Monday, Aug. 10, 2009 | She’s a veteran TV newswoman, but Allison Ash feels a bit like she’s back starting out at her first job in North Carolina.
“I’m shooting my first solo stand-up in more than 20 years,” she said while standing in a parking lot outside 10News’s studio. A small video camera whirred on a tripod, shooting Ash’s mock report as a trainer stood by with tips about the art of self-filming.
Once again, Ash is learning to do double duty as both reporter and cameraperson. This time, the camera equipment weighs 10 pounds instead of 60. But the newly hired 10News reporter still has to relearn the basics of TV photography.
Not that she minds. Ash, now one of a new breed of video journalists, is happy to relearn skills that she long ago outgrew as she moved to larger TV stations. “The way things are now, if I don’t do this I’ll be obsolete,” she said. “I refuse to be a dinosaur.”
Not long ago, the idea of VJs would have seemed the ultimate in insanity to many TV journalists who were accustomed to teams of reporters and photographers.
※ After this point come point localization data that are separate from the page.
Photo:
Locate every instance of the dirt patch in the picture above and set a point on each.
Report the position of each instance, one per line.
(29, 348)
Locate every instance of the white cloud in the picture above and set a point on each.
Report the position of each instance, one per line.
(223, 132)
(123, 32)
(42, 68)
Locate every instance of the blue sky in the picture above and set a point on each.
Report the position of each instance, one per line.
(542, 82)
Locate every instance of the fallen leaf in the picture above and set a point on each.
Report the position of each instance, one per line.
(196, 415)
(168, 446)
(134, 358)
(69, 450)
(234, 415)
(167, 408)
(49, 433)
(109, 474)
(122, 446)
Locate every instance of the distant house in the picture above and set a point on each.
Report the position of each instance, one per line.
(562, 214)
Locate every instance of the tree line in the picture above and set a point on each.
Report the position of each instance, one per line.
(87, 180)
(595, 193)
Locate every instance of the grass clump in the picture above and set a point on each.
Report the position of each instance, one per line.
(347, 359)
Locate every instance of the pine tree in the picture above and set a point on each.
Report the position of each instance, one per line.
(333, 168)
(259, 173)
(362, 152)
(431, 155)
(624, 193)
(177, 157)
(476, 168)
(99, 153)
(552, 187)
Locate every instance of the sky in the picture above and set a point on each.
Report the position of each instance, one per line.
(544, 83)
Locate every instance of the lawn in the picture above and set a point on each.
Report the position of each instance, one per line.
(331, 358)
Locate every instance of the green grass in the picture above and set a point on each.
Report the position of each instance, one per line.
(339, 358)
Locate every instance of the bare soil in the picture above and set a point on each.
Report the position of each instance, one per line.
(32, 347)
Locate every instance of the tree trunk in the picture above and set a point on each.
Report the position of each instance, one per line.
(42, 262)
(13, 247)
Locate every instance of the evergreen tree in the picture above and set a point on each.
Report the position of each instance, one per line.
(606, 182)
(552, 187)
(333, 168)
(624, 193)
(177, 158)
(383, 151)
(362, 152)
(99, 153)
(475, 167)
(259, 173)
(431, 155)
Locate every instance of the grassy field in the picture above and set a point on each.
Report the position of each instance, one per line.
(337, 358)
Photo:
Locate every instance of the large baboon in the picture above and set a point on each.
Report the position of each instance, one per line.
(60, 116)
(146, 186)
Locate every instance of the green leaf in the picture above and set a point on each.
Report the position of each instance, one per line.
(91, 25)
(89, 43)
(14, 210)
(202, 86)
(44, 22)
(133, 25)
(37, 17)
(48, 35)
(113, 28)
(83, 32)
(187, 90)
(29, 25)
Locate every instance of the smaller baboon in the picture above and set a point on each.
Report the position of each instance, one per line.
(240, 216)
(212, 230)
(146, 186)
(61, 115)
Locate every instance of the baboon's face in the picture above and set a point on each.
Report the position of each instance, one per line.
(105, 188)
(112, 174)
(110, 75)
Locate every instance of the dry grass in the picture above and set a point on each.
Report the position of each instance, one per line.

Double-duty was something reporters only did at their first jobs in smaller towns with cash-strapped stations — think Bakersfield and Yuma — before moving up to the big leagues to a place like San Diego, which ranks among the 30 largest TV markets in the country.
But VJs save money, and cost-cutting is the name of the game in local TV today. The wider use of VJs, in fact, is only the beginning.